Create a new code block called ‘Transform source data’. We need to add some datapoints to our data frame to help with partitioning efficiently so when our dataset grows as more pipeline executions occur; we minimize performance bottlenecks where possible. In this case, we also want to add the ADF pipeline run id to help with troubleshooting if there are data quality issues in the final destination.

import org.apache.spark.sql.SparkSession 

val pipelineRunIdSparkSession = SparkSession 
    .builder() 
    .appName("Pipeline Run Id Appender") 
    .getOrCreate() 

// Register the transformed DataFrame as a SQL temporary view 

explodedDf.createOrReplaceTempView("transformedDf") 

val transformedDf = spark.sql("""
SELECT DISTINCT 
timeGenerated,
userAction,
appUrl,
successFlag,
httpResultCode,
durationOfRequestMs,
clientType,
clientOS,
clientCity,
clientStateOrProvince,
clientCountryOrRegion,
clientBrowser,
appRoleName,
snapshotTimestamp,
'""" + paramPipelineRunId + """' AS pipelineRunId,
CAST(timeGenerated AS DATE) AS requestDate,
HOUR(timeGenerated) AS requestHour
FROM transformedDf""").toDF 

display(transformedDf)

Create a new code block called ‘Write transformed data to delta lake’. To keep track of history in our fact data, we can make use of the Delta Lake functionality in Azure Databricks. First we need to ensure that a database named logAnalyticsdb exists. Otherwise, the first line of code in the next block will create it for us. Whilst it’s not mandatory to use explicitly named databases in Databricks, it does make life much easier once there are many tables being saved. This avoids the ‘default’ database becoming a cluttered mess. This is a similar approach to organising a Microsoft SQL Server database where you would want to categorize tables into different schemas e.g. raw, staging, final instead of having everything in the dbo schema.
```
import org.apache.spark.sql.SaveMode

display(spark.sql("CREATE DATABASE IF NOT EXISTS logAnalyticsdb")) 

transformedDf.write 
  .format("delta") 
  .mode("append") 
  .option("mergeSchema","true") 
  .partitionBy("requestDate", "requestHour") 
  .option("path", "/delta/logAnalytics/websiteLogs") 
  .saveAsTable("logAnalyticsdb.websitelogs") 

val transformedDfDelta = spark.read.format("delta") 
  .load("/delta/logAnalytics/websiteLogs") 

display(transformedDfDelta)
```
Create a new code block called ‘Remove stale data, optimize and vacuum delta table’. In order to control the size of the delta lake table, we must carry out the following steps.
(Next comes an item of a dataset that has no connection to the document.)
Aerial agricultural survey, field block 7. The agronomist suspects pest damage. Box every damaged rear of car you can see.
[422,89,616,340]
Firstly, delete any records older than 7 days. Then ‘optimize’ the table by performing a ZORDER function on the snapshotTimestamp column and condensing the data into as few parquet files as possible to improve query performance. Finally, we run a vacuum on it to ensure that only the required parquet files are kept. In this case, we want to keep 7 days worth of data. The syntax for the vacuum command expects the parameter expressed in hours. In our case, we are happy with the default setting of 7 days/168 hours so no parameter required in this case. Afterwards, we will show the delta history
```
import io.delta.tables._

display(spark.sql("""
DELETE 
FROM logAnalyticsdb.websitelogs 
WHERE requestDate < DATE_ADD(CURRENT_TIMESTAMP, -7)
"""))

display(spark.sql("""
OPTIMIZE logAnalyticsdb.websitelogs 
ZORDER BY (snapshotTimestamp)
"""))

val deltaTable = DeltaTable.forPath(spark, "/delta/logAnalytics/websiteLogs")
deltaTable.vacuum()

display(spark.sql("DESCRIBE HISTORY logAnalyticsdb.websitelogs"))
```

Create a new code block called ‘Create data frame for output file’. Now select the required datapoints from the delta lake table we’ll need for the output

import org.apache.spark.sql.SparkSession 

val outputFileSparkSession = SparkSession 
.builder() 
.appName("Output File Generator") 
.getOrCreate() 

val outputDf = spark.sql("""
SELECT DISTINCT 
timeGenerated,
userAction,
appUrl,
successFlag,
httpResultCode,
durationOfRequestMs,
clientType,
clientOS,
clientCity,
clientStateOrProvince,
clientCountryOrRegion,
clientBrowser,
appRoleName,
requestDate,
requestHour,
pipelineRunId
FROM logAnalyticsdb.websitelogs
WHERE pipelineRunId = '""" + paramPipelineRunId + """' 
"""
)
display(outputDf)

Create a new code block called ‘Create output file in data lake’. Let’s save this output to our data lake

import org.apache.spark.sql.functions._

val currentDateTimeLong = current_timestamp().expr.eval().toString.toLong
val currentDateTime = new java.sql.Timestamp(currentDateTimeLong/1000).toLocalDateTime.format(java.time.format.DateTimeFormatter.ofPattern(dateTimeFormat))
val outputSessionFolderPath = ("appLogs_" + currentDateTime)
val fullOutputPath = (dataLake + outputFolderPath + outputSessionFolderPath)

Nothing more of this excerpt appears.